Spatialite crash on network routing query

57 views
Skip to first unread message

Andrew Harfoot

unread,
Jan 3, 2017, 9:18:36 AM1/3/17
to SpatiaLite Users

Hi there,

I am attempting to create an Origin-Destination (OD) travel cost matrix from a road network and set of locations using Spatialite. Building on Steven Woodbridge's posts I found that using a CROSS JOIN coupled with the Connection Cost mode of the virtual network tables was the most efficient approach.
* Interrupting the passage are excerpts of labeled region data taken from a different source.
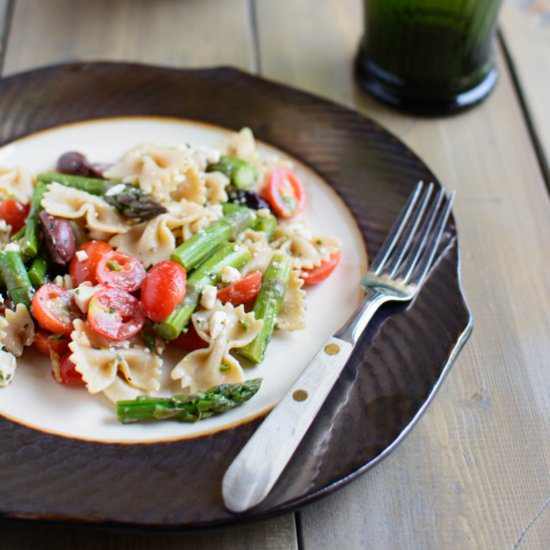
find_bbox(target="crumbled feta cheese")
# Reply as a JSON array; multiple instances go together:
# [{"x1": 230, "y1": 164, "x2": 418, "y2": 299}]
[
  {"x1": 4, "y1": 243, "x2": 21, "y2": 252},
  {"x1": 105, "y1": 183, "x2": 126, "y2": 197},
  {"x1": 221, "y1": 265, "x2": 241, "y2": 283},
  {"x1": 201, "y1": 285, "x2": 218, "y2": 309},
  {"x1": 73, "y1": 281, "x2": 100, "y2": 313},
  {"x1": 76, "y1": 250, "x2": 88, "y2": 262},
  {"x1": 209, "y1": 311, "x2": 228, "y2": 340},
  {"x1": 0, "y1": 350, "x2": 17, "y2": 387}
]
When I ran the SQL on the same network but with a larger number of locations (4000 as opposed to 300), both Spatialite GUI and the CLI tool crashed almost immediately, with no error message. This was running with a default configuration, and looking into some of the settings, I tested journal_mode=OFF and cache_size=1000000 without any difference.

The problem was originally encountered with a commercial dataset, but I have worked up an Ordnance Survey open data based network sample that demonstrates the same issue. This data can be downloaded here (OSOpenRoads_SU_NET.zip - ~20Mb)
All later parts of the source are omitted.